Dynamically optimising and caching images via a Node.js microservice
Matt Inamdar
Posted on April 9, 2022
At Health Place we are pushing towards a media heavy platform filled with images and videos to make it more engaging for our users, enabling them to get a better idea of the support listings they may be interested in.
Along with this comes the big challenge of keeping things fast and efficient.
In this article we'll go through: where we started along with the problems we were facing, the ideal solution we had in mind, and finally the solution we ended up with.
TL;DR: We built a microservice in Node.js to serve our images with dynamic optimisation provided via query string params. We then placed this behind a CDN to cache indefinitely.
The problem
Each listing on Health Place has support for a variety of images, not limited to:
- Listing logo
- Providing organisation logo
- Listing gallery (there can be many images in here!)
- Location image (a listing can have many locations)
- Soon listings will also have a wide banner image
Let's start by discussing how these images are provided to us, and where they're stored.

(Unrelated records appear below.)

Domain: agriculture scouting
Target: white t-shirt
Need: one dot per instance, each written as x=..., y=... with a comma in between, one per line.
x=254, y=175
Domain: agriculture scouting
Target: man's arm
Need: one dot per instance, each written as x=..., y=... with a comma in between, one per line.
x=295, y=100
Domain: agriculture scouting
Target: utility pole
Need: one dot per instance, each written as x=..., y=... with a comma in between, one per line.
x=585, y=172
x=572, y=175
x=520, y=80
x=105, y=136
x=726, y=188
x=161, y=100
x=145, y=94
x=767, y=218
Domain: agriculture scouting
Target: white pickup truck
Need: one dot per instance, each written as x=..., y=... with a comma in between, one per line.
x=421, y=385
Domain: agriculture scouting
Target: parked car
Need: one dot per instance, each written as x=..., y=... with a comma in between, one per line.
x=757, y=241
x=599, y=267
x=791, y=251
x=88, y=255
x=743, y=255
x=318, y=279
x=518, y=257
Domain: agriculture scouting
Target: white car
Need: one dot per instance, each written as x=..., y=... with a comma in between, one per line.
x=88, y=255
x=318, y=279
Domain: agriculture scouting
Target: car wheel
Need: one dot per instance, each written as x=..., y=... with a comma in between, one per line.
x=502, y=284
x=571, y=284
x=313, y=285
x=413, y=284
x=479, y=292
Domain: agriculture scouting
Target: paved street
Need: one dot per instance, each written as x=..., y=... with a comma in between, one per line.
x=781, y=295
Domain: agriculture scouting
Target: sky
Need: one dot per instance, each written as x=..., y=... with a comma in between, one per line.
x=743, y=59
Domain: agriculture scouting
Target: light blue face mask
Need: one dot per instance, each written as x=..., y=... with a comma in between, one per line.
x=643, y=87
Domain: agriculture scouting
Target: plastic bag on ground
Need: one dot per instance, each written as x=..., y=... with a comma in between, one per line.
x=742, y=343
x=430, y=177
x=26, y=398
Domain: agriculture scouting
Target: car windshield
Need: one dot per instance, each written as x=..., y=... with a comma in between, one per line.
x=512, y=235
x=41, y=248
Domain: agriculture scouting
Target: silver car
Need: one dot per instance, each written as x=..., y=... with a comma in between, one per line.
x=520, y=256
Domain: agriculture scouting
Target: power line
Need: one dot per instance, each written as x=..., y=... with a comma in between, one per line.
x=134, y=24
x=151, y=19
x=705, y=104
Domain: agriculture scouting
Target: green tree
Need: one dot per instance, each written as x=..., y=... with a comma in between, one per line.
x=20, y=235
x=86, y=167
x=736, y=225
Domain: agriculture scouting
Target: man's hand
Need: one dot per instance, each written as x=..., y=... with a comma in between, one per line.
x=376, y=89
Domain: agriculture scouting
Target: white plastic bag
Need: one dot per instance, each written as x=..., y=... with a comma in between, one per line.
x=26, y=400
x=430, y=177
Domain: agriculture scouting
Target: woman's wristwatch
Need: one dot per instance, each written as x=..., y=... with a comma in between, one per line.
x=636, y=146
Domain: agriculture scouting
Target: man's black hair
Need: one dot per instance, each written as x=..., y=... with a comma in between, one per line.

All images are uploaded via our admin web app which is where organisations can login and manage their listings on the site.

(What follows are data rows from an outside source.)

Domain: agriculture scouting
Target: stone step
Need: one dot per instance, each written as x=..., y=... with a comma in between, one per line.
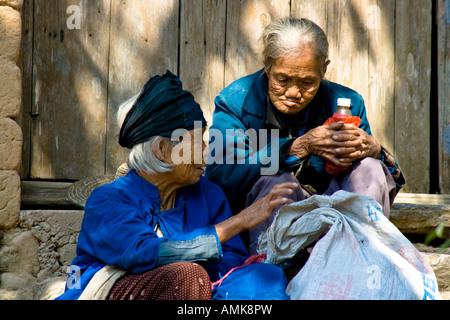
x=421, y=214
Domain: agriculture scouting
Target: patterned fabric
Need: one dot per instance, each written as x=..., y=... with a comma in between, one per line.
x=175, y=281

This all goes through our primary PHP-based API which in turn, uploads the image to Amazon S3, our cloud storage service of choice.
Initially we had endpoints provided by that same API to serve the images. The API would need to download the image from S3 each time and return it. This quickly became an issue as PHP is a blocking language, meaning no other requests could be handled whilst the image was being downloaded and returned.
Another issue was present. The uploaded images were almost always not optimised. They were often large in resolution and file size, making them not friendly at all for consumption via the frontend web app.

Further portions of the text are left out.